How restructuring will solve Nigeria’s security challenges, by group

An advocacy group, South East, South South Professionals of Nigeria (SESSPN) has insisted that the restructuring of the country holds the key to solving the security challenges in the land.

President of the group, Hannibal Uwaifo, in a statement, stated: “Until the Federal Government identifies the root cause with boldness and sincerity, the fundamental flaws that are so critical in the foundation of the country, the numerous challenges faced by this nation can never, and will never be resolved.”

The hurdles, the professionals noted, included a “faulty structure leading to injustice, tribalism and nepotism, religious fundamentalism in governance, massive corruption, opaque governance as well as inexplicable and deceitful quota arrangements.”

According to SESSPN, “these retrogressive factors are mainly responsible for the intractable security situation we find ourselves today due to the faulty structure of the nation.”

It went on: “ Our borders are very porous and manned by corrupt and uncommitted security personnel. Postings are done on ethnic, religious and deceitful quota considerations.

“Personnel are posted to what is often referred to as ‘juicy’ areas and positions to raise money for their benefactors by extorting the helpless public and oftentimes, outright stealing of government revenue. The system is unable to respond due to the faulty structure oiled by nepotism, religion, and tribal considerations, leading ultimately to opaque governance, the bane of our society.
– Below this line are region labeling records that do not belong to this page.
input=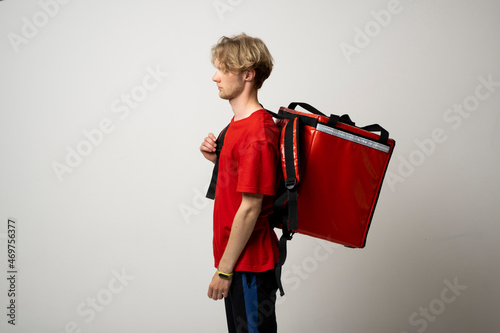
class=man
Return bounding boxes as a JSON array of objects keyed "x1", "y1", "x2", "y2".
[{"x1": 200, "y1": 34, "x2": 279, "y2": 333}]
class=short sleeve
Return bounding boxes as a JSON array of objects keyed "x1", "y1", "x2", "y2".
[{"x1": 236, "y1": 141, "x2": 278, "y2": 195}]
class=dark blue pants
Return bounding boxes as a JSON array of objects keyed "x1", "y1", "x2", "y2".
[{"x1": 224, "y1": 269, "x2": 278, "y2": 333}]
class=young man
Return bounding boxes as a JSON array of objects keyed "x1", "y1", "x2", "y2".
[{"x1": 200, "y1": 34, "x2": 279, "y2": 333}]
“Security challenges persist because the security agencies are uncoordinated, Ill-trained personnel are deployed to areas they do not fit in or cannot function maximally due to ethnic, religious and corrupt considerations. The critical intelligence work needed to be done for effective operations or counter-operations are lacking due to non-commitment and criminal negligence.”

The group further claimed: “Officers and men needed to effectively fight insecurity and terrorism are not given their due wage as and when due. They live in want and squalor.”

It, therefore, urged the Federal Government to urgently reorganise the most populous black nation in a way that “real power to develop and secure confidence of the citizenry” would reside in the federating units.

SESSPN vowed its continued championing of this cause for the benefit of Nigerians “who are suffering from untold hardship with no solution in sight except empty promises of a better tomorrow that only exist in their minds.”